Effects of Environmental Conditions on the Fitness Penalty in Herbicide Resistant Brachypodium hybridum

 

 

 

Abstract

Herbicide-resistance mutations may impose a fitness penalty in herbicide-free environments. Moreover, the fitness penalty associated with herbicide resistance is not a stable parameter and can be influenced by ecological factors. Here, we used two Brachypodium hybridum accessions collected from the same planted forest, sensitive (S) and target-site resistance (TSR) to photosystem II (PSII) inhibitors, to study the effect of agro-ecological parameters on fitness penalty. Both accessions were collected in the same habitat, thus, we can assume that the genetic variance between them is relatively low. This allow us to focus on the effect of PSII TSR on plant fitness.
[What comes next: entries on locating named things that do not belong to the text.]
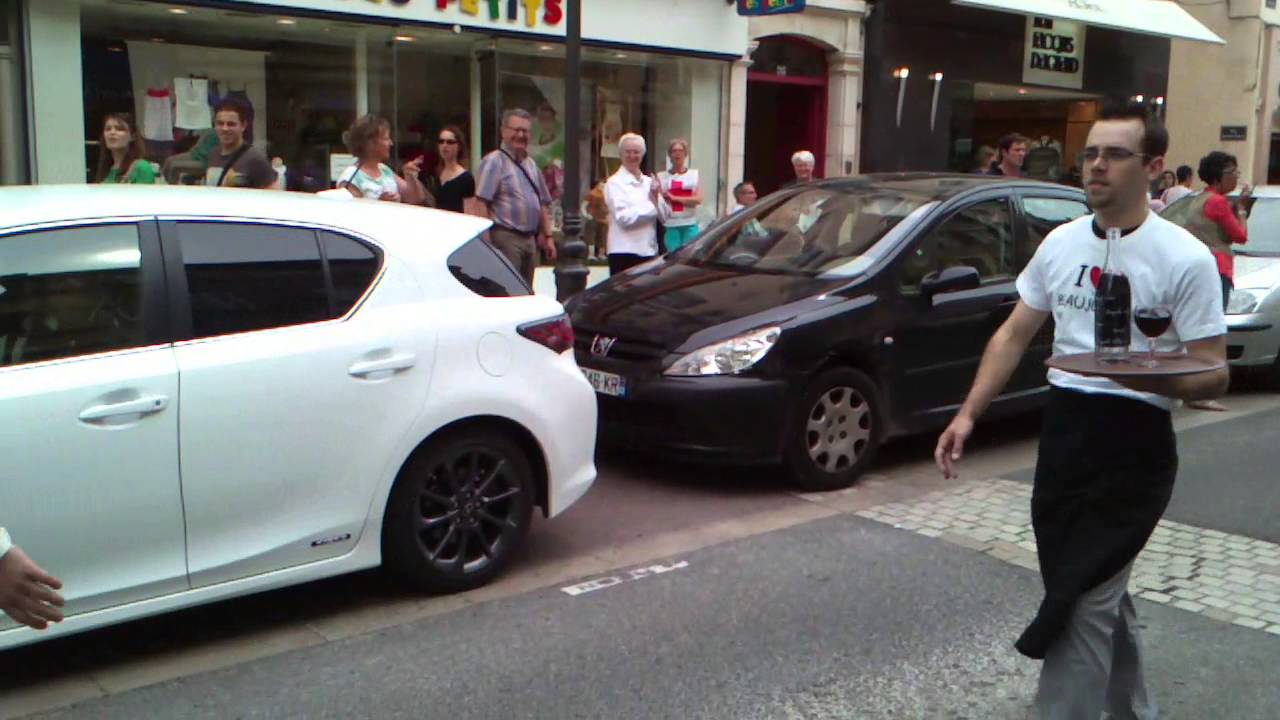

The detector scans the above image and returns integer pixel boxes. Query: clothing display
[173,77,214,129]
[142,87,173,142]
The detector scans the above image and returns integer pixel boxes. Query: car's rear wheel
[786,368,882,491]
[383,428,534,593]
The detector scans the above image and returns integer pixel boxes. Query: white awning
[951,0,1226,45]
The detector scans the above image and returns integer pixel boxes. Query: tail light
[516,315,573,355]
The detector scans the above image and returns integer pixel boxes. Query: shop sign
[1219,126,1249,142]
[737,0,804,17]
[346,0,564,27]
[241,0,564,32]
[211,0,747,58]
[1023,15,1085,90]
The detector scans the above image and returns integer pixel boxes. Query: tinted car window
[901,200,1014,290]
[1018,197,1089,272]
[319,231,381,318]
[178,223,329,337]
[676,187,931,275]
[448,237,532,297]
[0,224,145,366]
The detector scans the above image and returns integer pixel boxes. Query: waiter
[934,105,1229,720]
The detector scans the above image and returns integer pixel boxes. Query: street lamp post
[556,0,590,302]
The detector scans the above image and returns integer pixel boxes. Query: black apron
[1015,387,1178,659]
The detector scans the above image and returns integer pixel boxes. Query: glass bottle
[1093,228,1133,363]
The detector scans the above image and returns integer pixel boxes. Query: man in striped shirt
[476,110,556,287]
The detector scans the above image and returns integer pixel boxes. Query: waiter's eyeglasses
[1076,145,1147,165]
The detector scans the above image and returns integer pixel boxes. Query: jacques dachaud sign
[1023,17,1085,90]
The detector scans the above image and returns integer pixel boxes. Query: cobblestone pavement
[855,479,1280,635]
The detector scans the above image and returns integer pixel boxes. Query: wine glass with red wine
[1133,305,1174,368]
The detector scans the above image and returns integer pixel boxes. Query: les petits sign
[1023,17,1085,90]
[344,0,564,28]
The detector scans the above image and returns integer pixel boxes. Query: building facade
[0,0,748,225]
[1167,0,1280,184]
[861,0,1212,181]
[0,0,1228,207]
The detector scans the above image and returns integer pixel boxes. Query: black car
[568,174,1088,489]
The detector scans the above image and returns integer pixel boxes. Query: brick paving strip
[854,479,1280,635]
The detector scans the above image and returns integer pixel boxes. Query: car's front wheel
[786,368,881,491]
[383,428,534,593]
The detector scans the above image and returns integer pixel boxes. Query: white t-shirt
[1018,213,1226,410]
[338,163,399,200]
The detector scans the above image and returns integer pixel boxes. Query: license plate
[582,368,627,397]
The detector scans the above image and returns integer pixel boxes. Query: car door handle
[347,352,417,378]
[79,395,169,423]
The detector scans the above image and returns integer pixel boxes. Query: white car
[1161,184,1280,387]
[0,186,596,648]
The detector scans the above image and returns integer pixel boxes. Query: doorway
[742,37,827,196]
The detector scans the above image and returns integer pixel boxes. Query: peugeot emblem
[591,334,618,357]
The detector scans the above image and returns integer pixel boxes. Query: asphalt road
[1009,409,1280,538]
[10,398,1280,720]
[17,515,1280,720]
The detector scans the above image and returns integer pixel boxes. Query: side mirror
[920,265,982,301]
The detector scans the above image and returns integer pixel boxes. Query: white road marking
[561,560,689,597]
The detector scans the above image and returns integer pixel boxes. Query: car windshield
[1160,195,1280,258]
[672,187,932,275]
[1235,197,1280,258]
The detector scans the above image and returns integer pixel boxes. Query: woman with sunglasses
[429,126,476,213]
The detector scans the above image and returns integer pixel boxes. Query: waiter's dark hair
[1198,150,1239,184]
[1098,101,1169,156]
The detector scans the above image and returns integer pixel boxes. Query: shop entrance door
[744,37,827,196]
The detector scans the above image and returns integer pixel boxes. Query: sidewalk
[534,265,609,299]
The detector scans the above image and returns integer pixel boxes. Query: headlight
[666,328,782,378]
[1226,290,1270,315]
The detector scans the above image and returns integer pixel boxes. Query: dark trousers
[1018,388,1178,720]
[489,225,538,287]
[609,252,653,275]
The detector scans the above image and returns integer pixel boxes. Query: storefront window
[55,0,728,210]
[0,0,27,184]
[82,0,397,192]
[947,81,1098,184]
[483,41,726,225]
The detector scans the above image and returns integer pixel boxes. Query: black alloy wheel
[383,428,534,593]
[786,368,882,491]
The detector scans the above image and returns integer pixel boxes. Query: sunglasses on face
[1078,146,1147,165]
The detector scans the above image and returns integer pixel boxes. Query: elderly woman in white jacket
[604,132,671,275]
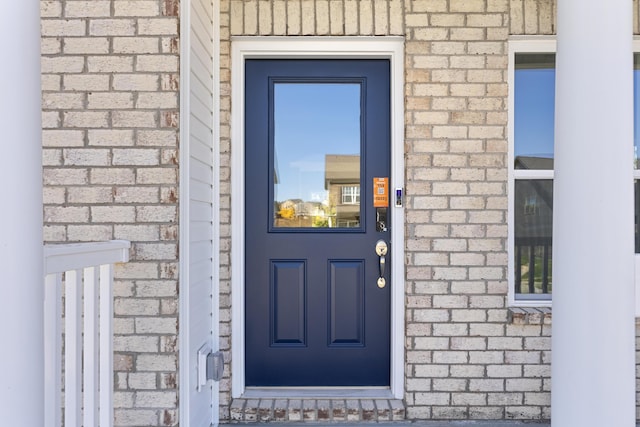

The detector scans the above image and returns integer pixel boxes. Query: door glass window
[273,82,361,228]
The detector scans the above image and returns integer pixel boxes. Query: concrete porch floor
[220,421,552,427]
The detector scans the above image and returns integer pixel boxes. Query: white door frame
[231,37,405,399]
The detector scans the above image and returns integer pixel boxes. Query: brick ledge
[508,307,551,325]
[229,398,405,423]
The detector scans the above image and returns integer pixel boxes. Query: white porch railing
[44,240,131,427]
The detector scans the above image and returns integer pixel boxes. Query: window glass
[273,82,361,228]
[633,53,640,169]
[514,53,556,170]
[514,179,553,299]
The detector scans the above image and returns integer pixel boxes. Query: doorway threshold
[242,387,393,399]
[229,396,405,423]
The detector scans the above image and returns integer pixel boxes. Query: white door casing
[179,0,220,427]
[231,37,404,399]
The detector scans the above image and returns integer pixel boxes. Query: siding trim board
[179,0,220,425]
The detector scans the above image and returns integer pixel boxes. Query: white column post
[551,0,635,427]
[0,0,44,427]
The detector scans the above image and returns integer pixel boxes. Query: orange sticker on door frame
[373,177,389,208]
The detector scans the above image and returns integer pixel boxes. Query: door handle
[376,239,388,288]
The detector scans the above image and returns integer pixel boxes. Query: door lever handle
[376,239,388,288]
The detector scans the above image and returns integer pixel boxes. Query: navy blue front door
[245,59,390,387]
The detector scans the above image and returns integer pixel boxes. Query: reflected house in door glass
[324,154,360,228]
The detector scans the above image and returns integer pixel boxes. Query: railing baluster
[82,267,100,427]
[64,270,82,427]
[99,264,113,427]
[44,273,62,427]
[44,240,131,427]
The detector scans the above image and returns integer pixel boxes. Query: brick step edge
[228,399,405,423]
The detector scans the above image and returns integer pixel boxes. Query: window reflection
[273,82,361,228]
[514,179,553,294]
[514,53,556,170]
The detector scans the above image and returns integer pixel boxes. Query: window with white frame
[342,185,360,205]
[509,39,640,305]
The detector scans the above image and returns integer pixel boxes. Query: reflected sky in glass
[514,54,556,169]
[633,54,640,169]
[514,53,640,169]
[274,83,360,202]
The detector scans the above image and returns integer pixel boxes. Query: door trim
[231,37,405,399]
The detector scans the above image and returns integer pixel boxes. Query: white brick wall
[40,0,178,426]
[40,0,640,426]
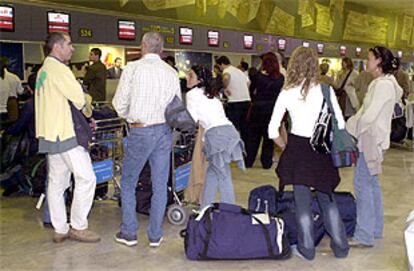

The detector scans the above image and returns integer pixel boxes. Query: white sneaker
[150,237,164,247]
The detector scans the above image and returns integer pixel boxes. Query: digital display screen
[207,31,220,46]
[118,20,136,40]
[243,35,254,49]
[317,43,325,54]
[339,45,346,56]
[0,6,14,32]
[355,47,362,56]
[277,39,286,51]
[47,11,70,33]
[180,27,193,45]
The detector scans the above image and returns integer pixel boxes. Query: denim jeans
[201,164,235,208]
[293,185,349,260]
[121,124,172,241]
[354,152,384,245]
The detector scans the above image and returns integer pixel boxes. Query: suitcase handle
[213,202,248,213]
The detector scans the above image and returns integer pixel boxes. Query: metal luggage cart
[118,131,195,225]
[167,131,195,225]
[89,118,127,190]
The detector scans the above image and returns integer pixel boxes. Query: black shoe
[115,232,138,247]
[43,222,53,229]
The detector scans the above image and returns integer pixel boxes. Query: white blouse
[268,84,345,139]
[186,87,232,131]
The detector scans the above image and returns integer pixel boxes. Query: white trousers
[47,146,96,234]
[404,210,414,271]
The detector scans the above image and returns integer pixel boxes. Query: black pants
[226,101,250,141]
[244,124,273,169]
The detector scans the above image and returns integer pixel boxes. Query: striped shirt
[112,54,181,125]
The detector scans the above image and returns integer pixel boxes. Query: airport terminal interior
[0,0,414,271]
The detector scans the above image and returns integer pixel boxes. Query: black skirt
[276,134,341,194]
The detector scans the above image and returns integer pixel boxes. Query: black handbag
[310,88,332,154]
[165,95,196,134]
[69,102,92,150]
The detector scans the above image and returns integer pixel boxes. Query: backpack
[249,185,278,214]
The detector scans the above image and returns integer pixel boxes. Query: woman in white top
[346,46,403,249]
[268,47,349,260]
[186,65,244,207]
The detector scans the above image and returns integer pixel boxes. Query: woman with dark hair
[346,46,403,247]
[0,61,10,124]
[186,65,244,207]
[335,57,360,119]
[269,47,349,260]
[245,52,284,169]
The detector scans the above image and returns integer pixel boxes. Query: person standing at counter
[83,48,107,102]
[108,57,122,79]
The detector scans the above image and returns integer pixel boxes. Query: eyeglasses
[369,46,381,57]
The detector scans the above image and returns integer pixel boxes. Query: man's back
[113,54,181,125]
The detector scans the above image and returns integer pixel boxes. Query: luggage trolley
[167,131,194,225]
[118,131,195,225]
[89,112,126,193]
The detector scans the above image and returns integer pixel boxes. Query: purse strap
[321,84,338,132]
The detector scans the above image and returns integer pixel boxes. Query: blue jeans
[293,185,349,260]
[354,152,384,245]
[121,124,172,241]
[201,163,235,208]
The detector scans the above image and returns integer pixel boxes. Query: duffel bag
[181,203,291,260]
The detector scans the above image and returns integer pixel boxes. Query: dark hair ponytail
[369,46,400,74]
[0,60,6,79]
[191,65,217,99]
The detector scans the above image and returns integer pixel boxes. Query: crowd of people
[0,32,409,260]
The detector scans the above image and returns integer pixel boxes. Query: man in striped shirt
[112,32,181,247]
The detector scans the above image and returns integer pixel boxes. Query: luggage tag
[252,213,270,225]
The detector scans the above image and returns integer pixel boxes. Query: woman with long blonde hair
[268,47,349,260]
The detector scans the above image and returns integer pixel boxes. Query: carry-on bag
[181,203,291,260]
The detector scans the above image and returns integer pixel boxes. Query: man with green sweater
[35,32,100,243]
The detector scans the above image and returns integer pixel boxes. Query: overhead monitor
[47,11,70,33]
[118,20,136,40]
[277,39,286,51]
[355,47,362,56]
[0,5,14,32]
[207,30,220,46]
[317,43,325,54]
[180,27,193,45]
[339,45,346,56]
[243,35,254,49]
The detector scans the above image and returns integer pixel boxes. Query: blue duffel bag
[181,203,291,260]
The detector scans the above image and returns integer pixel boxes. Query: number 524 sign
[79,28,92,38]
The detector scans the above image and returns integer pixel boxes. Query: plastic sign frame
[0,4,16,32]
[243,34,254,50]
[277,39,287,51]
[316,43,325,55]
[207,30,220,47]
[178,27,194,45]
[118,19,137,40]
[339,45,346,56]
[46,10,71,33]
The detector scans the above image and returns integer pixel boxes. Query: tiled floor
[0,149,414,271]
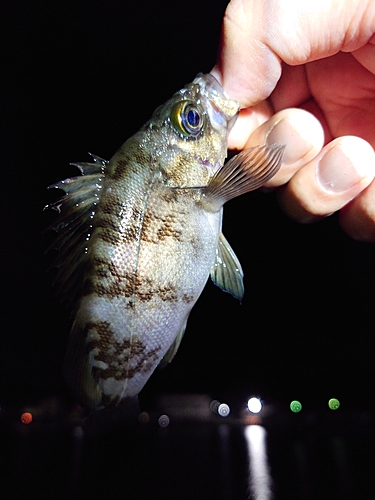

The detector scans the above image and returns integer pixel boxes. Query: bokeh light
[158,415,170,427]
[247,398,262,413]
[217,403,230,417]
[290,401,302,413]
[328,398,340,410]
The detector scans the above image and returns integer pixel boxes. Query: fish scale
[45,75,283,410]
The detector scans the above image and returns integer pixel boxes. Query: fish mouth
[193,74,240,133]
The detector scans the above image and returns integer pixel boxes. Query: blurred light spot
[247,398,262,413]
[21,412,33,424]
[158,415,170,427]
[328,398,340,410]
[210,399,220,413]
[290,401,302,413]
[138,411,150,424]
[217,403,230,417]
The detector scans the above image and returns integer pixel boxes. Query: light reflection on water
[244,425,273,500]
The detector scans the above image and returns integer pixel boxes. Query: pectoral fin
[210,233,245,302]
[202,144,285,211]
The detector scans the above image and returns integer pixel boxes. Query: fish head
[147,74,239,186]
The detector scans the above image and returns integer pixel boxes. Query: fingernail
[316,146,364,193]
[266,118,313,165]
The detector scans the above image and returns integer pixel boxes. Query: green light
[290,401,302,413]
[328,398,340,410]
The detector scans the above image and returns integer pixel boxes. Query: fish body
[50,75,282,410]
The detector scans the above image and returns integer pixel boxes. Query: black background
[0,0,375,410]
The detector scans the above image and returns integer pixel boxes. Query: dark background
[0,0,375,411]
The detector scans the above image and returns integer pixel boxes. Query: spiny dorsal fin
[210,233,245,302]
[44,153,108,310]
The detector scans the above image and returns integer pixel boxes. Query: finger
[278,136,375,223]
[214,0,375,107]
[339,181,375,243]
[229,108,324,187]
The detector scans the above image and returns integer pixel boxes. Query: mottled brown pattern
[96,218,122,245]
[88,257,182,302]
[141,212,182,244]
[101,193,122,215]
[83,321,161,382]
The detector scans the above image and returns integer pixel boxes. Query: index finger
[213,0,375,107]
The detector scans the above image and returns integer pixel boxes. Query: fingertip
[339,181,375,243]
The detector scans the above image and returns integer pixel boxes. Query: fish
[45,73,284,412]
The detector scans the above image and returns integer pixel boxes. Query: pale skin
[212,0,375,242]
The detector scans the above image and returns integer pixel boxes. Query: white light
[247,398,262,413]
[217,403,230,417]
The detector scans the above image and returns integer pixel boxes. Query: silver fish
[47,74,284,410]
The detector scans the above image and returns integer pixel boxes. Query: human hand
[212,0,375,241]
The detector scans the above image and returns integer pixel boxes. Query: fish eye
[170,101,204,137]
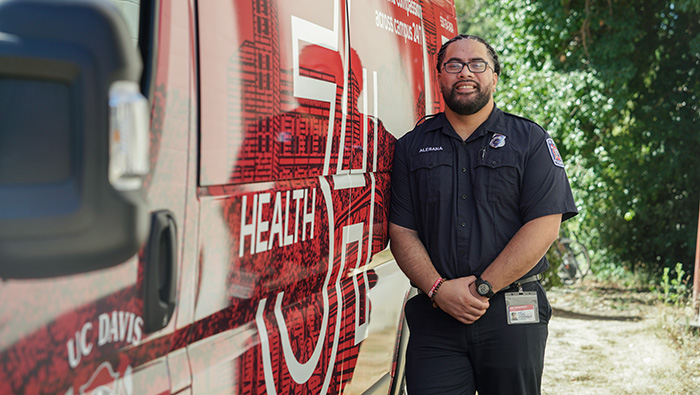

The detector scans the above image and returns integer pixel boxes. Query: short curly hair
[435,34,501,75]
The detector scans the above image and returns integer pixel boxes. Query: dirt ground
[542,281,700,395]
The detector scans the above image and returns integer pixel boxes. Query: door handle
[143,210,178,332]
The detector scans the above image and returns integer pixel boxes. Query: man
[389,35,577,395]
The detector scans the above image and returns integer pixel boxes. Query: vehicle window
[111,0,141,45]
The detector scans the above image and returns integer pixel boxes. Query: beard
[442,84,490,115]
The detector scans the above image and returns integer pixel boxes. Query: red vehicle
[0,0,457,395]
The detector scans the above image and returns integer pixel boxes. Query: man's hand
[435,276,489,324]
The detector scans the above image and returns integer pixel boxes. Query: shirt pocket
[474,150,520,204]
[410,151,453,203]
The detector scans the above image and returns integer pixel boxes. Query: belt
[411,274,542,295]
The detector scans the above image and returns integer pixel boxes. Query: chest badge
[489,133,506,148]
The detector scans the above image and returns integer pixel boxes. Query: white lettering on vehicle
[238,188,316,257]
[66,311,143,369]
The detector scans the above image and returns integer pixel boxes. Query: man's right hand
[435,276,489,324]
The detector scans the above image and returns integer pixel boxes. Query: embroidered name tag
[418,147,443,153]
[547,138,564,167]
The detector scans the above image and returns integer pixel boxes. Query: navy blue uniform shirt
[389,107,578,279]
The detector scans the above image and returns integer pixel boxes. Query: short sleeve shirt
[389,107,578,279]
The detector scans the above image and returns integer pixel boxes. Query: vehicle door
[0,0,196,394]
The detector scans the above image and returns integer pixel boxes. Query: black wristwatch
[476,277,495,299]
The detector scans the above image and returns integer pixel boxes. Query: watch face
[477,284,489,295]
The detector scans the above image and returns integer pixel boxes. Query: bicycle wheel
[561,238,591,280]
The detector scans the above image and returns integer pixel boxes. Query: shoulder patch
[547,137,564,167]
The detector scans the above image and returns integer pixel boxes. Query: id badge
[506,292,540,325]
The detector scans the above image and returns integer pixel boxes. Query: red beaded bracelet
[428,277,445,300]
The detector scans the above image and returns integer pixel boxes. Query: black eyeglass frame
[442,60,493,74]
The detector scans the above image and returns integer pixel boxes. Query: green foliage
[542,244,564,289]
[659,262,689,307]
[457,0,700,276]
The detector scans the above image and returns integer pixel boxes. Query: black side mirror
[0,0,149,278]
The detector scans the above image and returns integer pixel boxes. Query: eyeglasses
[442,60,490,74]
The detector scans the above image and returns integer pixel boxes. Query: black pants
[406,282,552,395]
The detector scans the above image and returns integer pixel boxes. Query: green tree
[457,0,700,274]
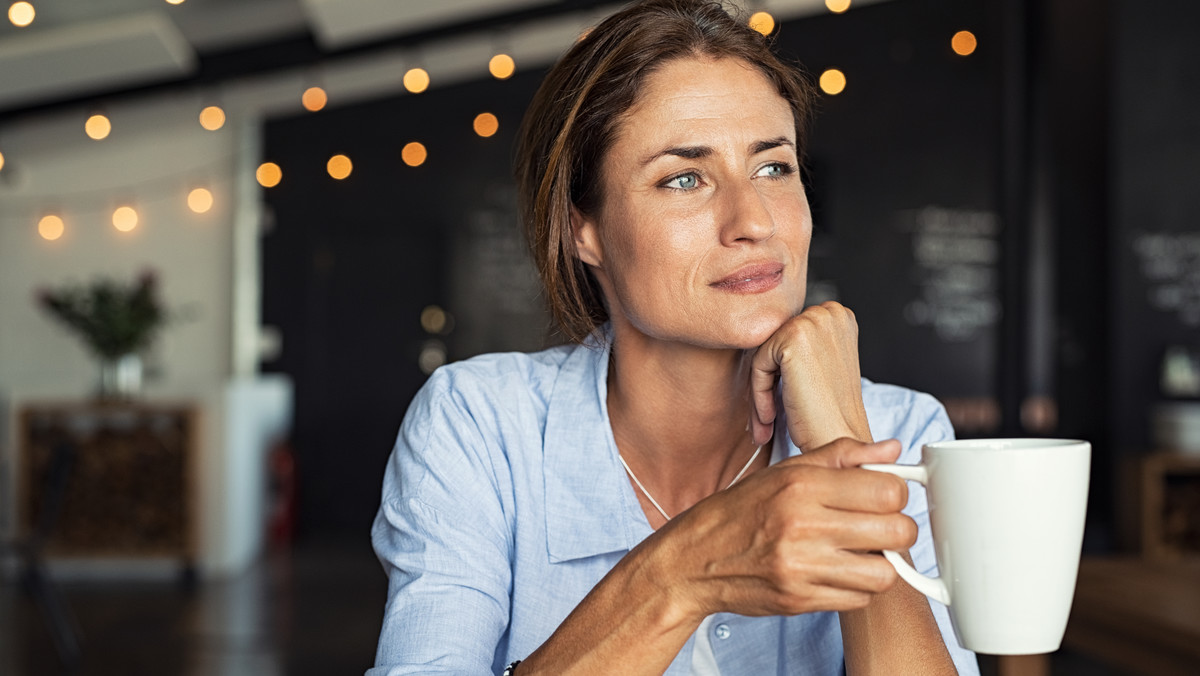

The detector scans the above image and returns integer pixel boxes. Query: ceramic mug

S plants grains were significantly larger than those of the TSR plants and this was associated with a higher rate of germination. Under low radiation, the TSR plants showed a significant fitness penalty relative to S plants. S plants exhibiting dominance when both types of plants were grown together in a low-light environment. In contrast to previous documented studies, under high-light environment our TSR accession didn't show any significant difference in fitness compared to the S accession. Nitrogen deficiency had significant effect on the R compared to the S accession and was demonstrated in significant yield reduction. TSR plants also expressed a high fitness penalty, relative to the S plants, when grown in competition with wheat plants. Two evolutionary scenarios can be suggested to explain the coexistence of both TSR and S plants in the same habitat. The application of PSII inhibitors may have created selective pressure toward TSR dominancy; termination of herbicide application gave an ecological advantage to S plants, creating changes in the composition of the seed bank. Alternatively, the high radiation intensities found in the Mediterranean-like climate may reduce the fitness penalty associated with TSR. Our results may suggest that by integrating non-herbicidal approaches into weed-management programs, we can reduce the agricultural costs associated with herbicide resistance.